1. Auf die Beschwerde der Antragstellerin wird der Versäumnisbeschluss und Beschluss des Amtsgerichts - Familiengericht - Kamenz vom 15.02.2023 (7 F 215/22) unter Aufhebung von Ziff. 2 des Beschlusses hinsichtlich seiner Ziff. 1 wie folgt abgeändert und neu gefasst:

Der Antragsgegner wird verpflichtet, an die Antragstellerin für den Zeitraum vom 01.01.2022 bis zum 30.06.2023 einen Unterhaltsrückstand in Höhe von 2.014,00 EUR zu zahlen.

Der Antragsgegner wird verpflichtet, ab 01.07.2023 an die Antragstellerin laufenden Kindesunterhalt i.H.v. 100 % des jeweiligen Mindestunterhaltes gem. § 1612a BGB der jeweiligen Altersstufe abzüglich der Hälfte des jeweiligen gesetzlichen Kindergeldes für ein erstes Kind, fällig im Voraus bis zum 1. eines jeden Monats, zu zahlen.

2. Der Antragsgegner trägt die Kosten des Beschwerdeverfahrens.

3. Der Antragstellerin wird für das Beschwerdeverfahren ratenfreie Verfahrenskostenhilfe bewilligt.

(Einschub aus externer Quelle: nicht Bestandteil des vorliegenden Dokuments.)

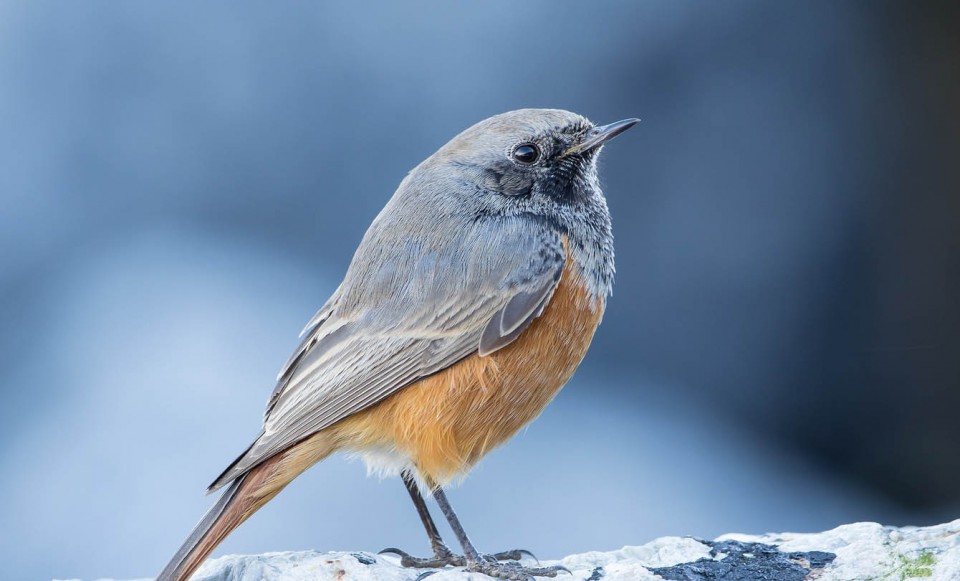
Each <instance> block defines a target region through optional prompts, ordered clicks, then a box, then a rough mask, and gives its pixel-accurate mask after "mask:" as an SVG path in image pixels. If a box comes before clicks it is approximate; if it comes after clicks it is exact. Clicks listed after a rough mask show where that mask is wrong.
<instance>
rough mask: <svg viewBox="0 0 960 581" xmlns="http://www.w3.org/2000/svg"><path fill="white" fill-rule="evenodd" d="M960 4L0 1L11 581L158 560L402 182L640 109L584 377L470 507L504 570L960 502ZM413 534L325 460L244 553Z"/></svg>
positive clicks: (2, 176)
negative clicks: (340, 2) (669, 540)
mask: <svg viewBox="0 0 960 581" xmlns="http://www.w3.org/2000/svg"><path fill="white" fill-rule="evenodd" d="M957 30H960V19H958V15H957V9H956V8H955V4H953V3H950V2H940V3H937V2H926V3H923V4H922V5H921V4H918V3H907V2H902V3H890V2H881V1H872V0H871V1H863V2H831V3H826V2H821V3H810V2H802V1H798V2H775V3H774V2H763V1H747V2H744V1H735V2H723V3H719V2H685V1H676V0H662V1H655V2H642V3H640V2H609V3H598V2H589V3H588V2H555V1H539V2H521V3H517V2H505V1H504V2H483V3H466V2H455V3H454V2H442V1H436V2H396V3H382V4H372V3H367V2H353V3H339V4H338V5H334V4H333V3H314V2H270V3H253V2H231V3H222V4H212V3H195V2H106V1H87V2H82V3H81V2H44V1H29V2H27V1H22V2H10V1H7V2H2V3H0V394H2V396H3V402H4V404H3V405H2V406H0V434H2V437H3V447H2V449H0V497H2V498H3V502H2V503H0V523H2V525H0V537H2V539H3V541H2V542H0V552H2V553H3V562H4V577H7V578H10V579H49V578H51V577H81V578H85V579H91V578H96V577H99V576H110V577H117V578H132V577H146V576H151V575H154V574H156V573H157V572H158V571H159V570H160V568H161V567H162V566H163V565H164V564H165V562H166V560H167V558H168V557H169V556H170V555H171V554H172V552H173V551H174V550H175V549H176V547H177V546H178V545H179V543H180V542H181V540H182V539H183V538H184V536H185V535H186V533H187V532H188V531H189V529H190V528H191V527H192V526H193V524H194V522H195V521H196V520H197V519H198V518H199V517H200V515H201V514H202V512H203V511H204V510H205V509H206V508H207V506H209V504H210V503H211V502H212V500H213V499H211V498H208V497H204V496H203V489H204V487H205V486H206V485H207V484H208V483H209V481H210V480H211V479H212V478H213V477H214V476H216V475H217V474H218V473H219V472H220V470H221V469H222V468H223V467H224V466H225V465H226V464H227V463H228V462H229V461H231V460H232V459H233V458H234V456H235V455H236V454H237V453H239V452H240V451H242V450H243V449H244V447H245V446H246V445H247V444H248V443H249V441H250V439H251V438H252V437H253V436H254V435H255V434H256V433H257V430H258V428H259V424H260V417H261V412H262V409H263V405H264V403H265V400H266V397H267V395H268V394H269V392H270V390H271V389H272V386H273V377H274V374H275V372H276V370H277V369H278V367H279V365H280V364H281V363H282V362H283V361H284V360H285V359H286V357H287V355H288V353H289V351H290V350H291V349H292V348H293V347H294V346H295V344H296V343H297V339H296V334H297V332H298V331H299V329H300V328H301V326H302V324H303V323H304V322H305V321H306V320H307V319H308V318H309V317H310V316H311V315H312V314H313V312H314V310H315V309H316V308H317V307H318V306H319V305H320V304H321V303H323V302H324V300H325V299H326V298H327V296H328V295H329V293H330V292H332V290H333V289H334V288H335V287H336V285H337V283H338V282H339V277H341V276H342V273H343V272H344V270H345V268H346V266H347V264H348V262H349V260H350V258H351V255H352V252H353V249H354V248H355V246H356V244H357V243H358V241H359V240H360V238H361V236H362V234H363V232H364V230H365V228H366V226H367V225H368V223H369V222H370V220H371V219H372V218H373V216H374V215H375V214H376V212H377V211H378V210H379V208H380V207H381V206H382V205H383V204H384V202H385V201H386V200H387V199H388V197H389V196H390V194H391V193H392V191H393V189H394V188H395V187H396V185H397V184H398V183H399V181H400V179H401V178H402V177H403V175H404V174H405V172H406V171H408V170H409V169H410V168H411V167H413V166H414V165H415V164H417V163H418V162H419V161H420V160H421V159H422V158H424V157H425V156H427V155H429V154H430V153H431V152H432V151H434V150H435V149H436V148H437V147H439V146H440V145H441V144H443V143H444V142H445V141H446V140H447V139H449V138H450V137H451V136H453V135H454V134H456V133H457V132H459V131H460V130H462V129H463V128H465V127H467V126H469V125H471V124H473V123H474V122H476V121H478V120H480V119H482V118H485V117H487V116H489V115H492V114H495V113H498V112H501V111H505V110H509V109H515V108H520V107H529V106H539V107H560V108H566V109H571V110H575V111H578V112H581V113H583V114H585V115H587V116H589V117H590V118H592V119H594V120H595V121H598V122H609V121H614V120H617V119H621V118H624V117H630V116H638V117H642V118H643V122H642V124H641V125H640V126H638V127H637V128H635V129H634V130H632V131H631V132H629V133H627V134H625V135H624V136H622V137H620V138H618V139H617V140H616V142H614V143H613V144H611V145H610V146H609V147H607V148H606V150H605V151H604V154H603V157H602V164H603V167H602V179H603V183H604V185H605V190H606V192H607V196H608V199H609V204H610V206H611V208H612V212H613V216H614V226H615V231H616V236H617V251H618V279H617V283H616V287H615V293H614V296H613V298H612V300H611V302H610V303H609V310H608V312H607V316H606V319H605V321H604V323H603V325H602V326H601V328H600V331H599V333H598V335H597V338H596V341H595V343H594V347H593V349H592V351H591V352H590V354H589V355H588V357H587V360H586V361H585V363H584V364H583V366H582V367H581V370H580V372H579V373H578V374H577V376H576V377H575V378H574V380H573V381H572V382H571V383H570V385H568V387H567V388H566V389H565V390H564V391H563V392H562V393H561V395H560V396H559V397H558V399H557V400H556V401H555V403H554V404H553V405H552V406H551V407H550V408H548V410H547V412H546V413H545V414H544V415H543V416H542V417H541V418H540V419H539V420H538V421H537V422H535V423H534V424H533V425H532V426H531V427H530V428H529V429H528V430H526V431H525V432H524V433H522V434H521V435H520V436H518V437H517V438H516V439H515V440H514V441H513V442H512V443H511V444H510V445H509V446H507V447H505V448H503V449H501V450H499V451H497V452H495V453H494V454H492V455H491V456H490V457H489V458H488V459H487V460H486V461H485V462H484V463H483V464H482V465H481V466H480V467H479V468H478V469H477V470H476V472H475V473H474V474H473V475H472V476H471V478H470V479H469V480H468V481H467V482H466V483H465V485H464V486H462V487H460V488H458V489H456V490H454V491H453V492H452V494H451V500H452V501H453V503H454V505H455V506H457V507H458V508H459V511H460V513H461V516H462V518H463V520H464V522H465V525H466V526H467V530H468V531H470V532H471V534H472V535H473V537H474V540H475V541H476V542H477V543H478V544H479V546H480V547H481V548H486V549H489V550H500V549H505V548H510V547H513V546H521V547H526V548H529V549H531V550H534V551H535V552H537V553H538V554H539V555H540V556H541V557H546V558H552V557H559V556H561V555H563V554H565V553H568V552H574V551H585V550H589V549H613V548H617V547H619V546H622V545H624V544H640V543H644V542H646V541H649V540H651V539H652V538H654V537H656V536H658V535H687V534H691V535H698V536H702V537H711V536H714V535H718V534H721V533H723V532H727V531H744V532H756V533H759V532H764V531H782V530H800V531H810V530H821V529H825V528H830V527H833V526H835V525H838V524H840V523H843V522H848V521H854V520H874V521H881V522H884V523H888V524H929V523H933V522H937V521H944V520H947V519H951V518H954V517H956V516H957V513H958V512H960V487H958V486H957V482H958V481H960V454H958V453H957V452H958V445H960V421H958V419H957V416H958V410H960V300H958V298H960V195H958V193H960V165H958V161H960V115H958V106H960V36H958V35H957V32H956V31H957ZM385 546H400V547H404V548H407V549H408V550H411V551H413V552H426V550H427V548H428V547H427V544H426V540H425V537H424V536H423V533H422V531H421V529H420V524H419V522H418V520H417V517H416V514H415V512H414V511H413V508H412V506H411V505H410V504H409V501H408V499H407V498H406V493H405V491H404V490H403V487H402V486H401V485H400V483H399V482H396V481H383V482H380V481H377V480H376V479H367V478H365V475H364V469H363V467H362V464H360V463H358V462H355V461H350V460H349V459H341V458H338V459H333V460H331V461H328V462H326V463H324V464H322V465H321V466H318V467H316V468H314V469H313V470H311V471H310V472H308V473H307V474H305V475H304V476H303V477H302V478H300V479H298V480H297V481H296V482H294V484H292V485H291V486H290V487H289V488H288V489H287V490H286V491H285V492H284V493H283V494H282V495H281V496H280V497H278V498H277V499H276V500H275V501H274V502H272V503H270V504H269V505H268V506H267V507H266V508H265V509H264V510H262V511H261V512H260V513H258V514H257V515H255V516H254V517H253V518H252V519H251V520H250V521H249V522H248V523H247V524H245V525H244V526H243V527H241V528H240V529H239V530H238V531H237V532H236V533H235V534H234V535H233V536H231V537H230V538H229V539H228V540H227V542H226V543H224V545H223V546H222V547H221V548H220V550H219V551H218V553H217V554H223V553H227V552H264V551H269V550H292V549H307V548H316V549H321V550H333V549H350V550H368V551H375V550H378V549H380V548H382V547H385Z"/></svg>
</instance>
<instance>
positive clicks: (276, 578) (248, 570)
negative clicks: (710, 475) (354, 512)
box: [100, 519, 960, 581]
mask: <svg viewBox="0 0 960 581" xmlns="http://www.w3.org/2000/svg"><path fill="white" fill-rule="evenodd" d="M958 533H960V519H958V520H955V521H953V522H950V523H946V524H942V525H937V526H932V527H903V528H894V527H884V526H881V525H879V524H876V523H856V524H850V525H844V526H840V527H837V528H835V529H833V530H830V531H826V532H823V533H814V534H804V533H780V534H767V535H743V534H729V535H724V536H722V537H720V538H719V539H717V540H716V541H699V540H696V539H692V538H687V537H662V538H659V539H656V540H654V541H651V542H649V543H647V544H645V545H640V546H627V547H624V548H622V549H619V550H616V551H609V552H600V551H593V552H588V553H581V554H578V555H570V556H568V557H566V558H564V559H562V560H560V561H545V562H543V563H542V565H553V564H560V565H563V566H565V567H567V568H568V569H570V570H571V572H572V573H573V576H572V578H571V579H574V580H577V581H582V580H587V579H589V580H591V581H656V580H662V579H683V580H691V581H695V580H698V579H703V580H704V581H706V580H707V579H716V578H728V579H738V580H744V581H746V580H749V579H752V578H758V579H759V578H763V579H783V580H785V581H792V580H796V581H800V580H802V579H817V581H859V580H865V579H876V580H891V581H905V580H908V579H929V580H931V581H955V580H960V534H958ZM754 543H760V545H755V544H754ZM527 564H529V565H531V566H532V565H535V564H536V563H535V562H534V561H529V562H528V563H527ZM818 565H819V566H818ZM421 572H422V571H416V570H411V569H404V568H402V567H400V566H399V565H398V560H397V559H395V558H393V557H392V556H380V555H371V554H369V553H361V552H355V553H320V552H317V551H306V552H288V553H265V554H263V555H228V556H225V557H220V558H218V559H211V560H209V561H207V562H206V563H205V564H204V565H203V566H202V567H201V568H200V569H199V570H198V571H197V573H196V574H195V575H194V577H193V580H192V581H280V580H283V581H412V580H413V579H415V578H416V577H417V576H418V575H419V574H420V573H421ZM811 572H812V575H811ZM657 573H659V575H658V574H657ZM721 573H722V575H721ZM565 578H569V577H567V576H566V575H561V576H560V577H559V579H565ZM429 579H430V581H464V580H473V581H483V580H486V579H489V578H488V577H485V576H484V575H479V574H475V573H474V574H470V573H465V572H463V571H462V570H459V569H444V570H442V571H438V572H437V573H436V574H434V575H431V576H430V577H429ZM100 581H108V580H100ZM144 581H146V580H144Z"/></svg>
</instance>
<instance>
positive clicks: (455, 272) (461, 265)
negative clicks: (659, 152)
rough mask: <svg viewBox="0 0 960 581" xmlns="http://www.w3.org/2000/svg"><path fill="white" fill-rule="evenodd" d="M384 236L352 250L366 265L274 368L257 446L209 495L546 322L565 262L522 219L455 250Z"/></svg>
mask: <svg viewBox="0 0 960 581" xmlns="http://www.w3.org/2000/svg"><path fill="white" fill-rule="evenodd" d="M383 226H384V228H382V229H381V230H382V231H380V232H376V231H375V230H376V229H377V227H378V222H374V226H372V227H371V231H373V234H371V232H368V234H367V237H365V238H364V243H362V244H361V248H360V250H358V252H357V256H361V255H364V256H365V259H364V260H363V261H357V260H356V259H355V260H354V263H353V264H351V267H350V270H349V271H348V273H347V277H346V278H345V279H344V282H343V284H341V285H340V287H339V288H338V289H337V292H336V293H335V294H334V296H333V297H331V299H330V300H329V301H328V302H327V304H326V305H324V307H323V308H322V309H320V311H319V312H318V313H317V314H316V315H315V316H314V317H313V318H312V319H311V320H310V323H308V325H307V328H306V329H305V332H306V335H305V337H304V339H303V341H302V342H301V343H300V345H299V346H298V348H297V349H296V350H295V351H294V354H293V356H291V358H290V360H289V361H288V362H287V364H286V365H284V367H283V368H282V369H281V372H280V375H279V379H278V382H277V386H276V387H275V389H274V391H273V393H272V394H271V397H270V400H269V402H268V405H267V412H266V416H265V419H264V427H263V432H262V433H261V435H260V437H258V438H257V440H256V441H254V443H253V444H252V445H251V446H250V447H249V448H248V450H247V451H246V452H245V453H244V454H243V455H241V457H240V458H238V459H237V460H236V461H235V462H234V463H233V464H231V466H230V467H229V468H228V469H227V470H226V471H225V472H224V473H223V474H221V475H220V477H219V478H218V479H217V480H216V481H215V482H214V483H213V485H211V490H213V489H215V488H218V487H220V486H222V485H223V484H225V483H227V482H229V481H231V480H233V479H234V478H236V477H238V476H240V475H241V474H244V473H245V472H246V471H248V470H249V469H250V468H252V467H253V466H256V465H257V464H259V463H260V462H262V461H263V460H265V459H266V458H268V457H270V456H272V455H273V454H276V453H277V452H280V451H282V450H284V449H286V448H288V447H289V446H291V445H293V444H295V443H296V442H298V441H300V440H302V439H304V438H306V437H309V436H310V435H312V434H313V433H315V432H317V431H319V430H322V429H324V428H326V427H329V426H331V425H332V424H334V423H336V422H337V421H339V420H341V419H343V418H345V417H347V416H350V415H352V414H355V413H357V412H359V411H361V410H363V409H366V408H368V407H370V406H371V405H374V404H376V403H377V402H379V401H382V400H383V399H384V398H386V397H388V396H390V395H391V394H393V393H396V392H397V391H398V390H400V389H402V388H404V387H405V386H407V385H410V384H411V383H413V382H415V381H417V380H418V379H420V378H423V377H426V376H428V375H430V374H432V373H436V372H437V371H439V370H442V369H444V368H446V367H449V366H450V365H453V364H455V363H456V362H458V361H460V360H461V359H463V358H465V357H467V356H469V355H472V354H475V353H478V352H479V353H480V354H481V355H488V354H490V353H492V352H494V351H496V350H497V349H501V348H503V347H504V346H506V345H508V344H509V343H510V342H512V341H513V340H515V339H516V338H517V337H518V336H519V335H520V334H521V333H522V332H523V330H524V329H526V328H527V327H528V326H529V325H530V324H531V322H532V321H533V320H534V319H536V317H538V316H539V315H540V314H541V313H542V312H543V309H544V307H545V306H546V304H547V302H549V300H550V297H551V296H552V295H553V291H554V289H555V288H556V284H557V282H558V281H559V279H560V274H561V272H562V271H563V263H564V261H565V258H566V253H565V251H564V248H563V244H562V241H561V237H560V235H559V234H558V233H556V232H554V231H552V230H549V229H547V228H546V227H544V226H543V225H540V224H531V223H530V222H529V221H525V220H522V219H520V218H515V219H511V220H503V221H501V222H500V223H497V224H496V227H497V229H496V230H493V231H491V230H490V225H486V229H485V230H483V229H480V230H477V229H478V228H480V227H481V226H482V225H476V224H475V225H474V229H475V230H474V231H470V232H467V233H465V234H464V236H463V237H462V238H461V239H458V241H457V242H458V243H459V246H454V248H453V249H452V250H451V249H450V242H449V240H439V239H438V240H433V239H431V238H429V236H433V235H434V233H433V232H432V231H431V230H430V229H425V230H424V232H422V233H421V234H420V235H421V237H423V240H421V241H419V242H418V243H417V244H415V245H411V244H410V243H409V242H408V241H407V242H406V245H405V246H404V242H402V241H396V242H393V243H390V244H385V243H383V240H382V238H385V237H389V235H391V232H392V231H391V230H390V229H389V228H387V226H389V225H383ZM378 237H379V238H380V239H381V240H378V239H377V238H378ZM480 240H482V241H483V243H482V244H481V243H480ZM374 243H375V245H374ZM431 244H432V245H431ZM365 245H367V246H366V247H365ZM434 247H436V248H434ZM400 273H406V276H401V275H400Z"/></svg>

4. Der Wert des Beschwerdeverfahrens ist 3.024,00 EUR.

 

Gründe

I. Die durch das Jugendamt als Beistand vertretene Antragstellerin ist die Tochter des Antragsgegners. Sie lebt bei ihrer Mutter, die das gesetzliche Kindergeld bezieht, und erhält Unterhaltsvorschuss. Im vor dem Amtsgericht Kamenz geführten Verfahren 53 FH 56/21 wurde der Antragsgegner am 31.03.2022 zugunsten des Freistaats Sachsen rechtskräftig zur Zahlung rückständigen Unterhalts sowie zur Zahlung von 100 % des jeweiligen Mindestunterhalts abzüglich des vollen Kindergeldes ab dem 01.02.2022 verpflichtet.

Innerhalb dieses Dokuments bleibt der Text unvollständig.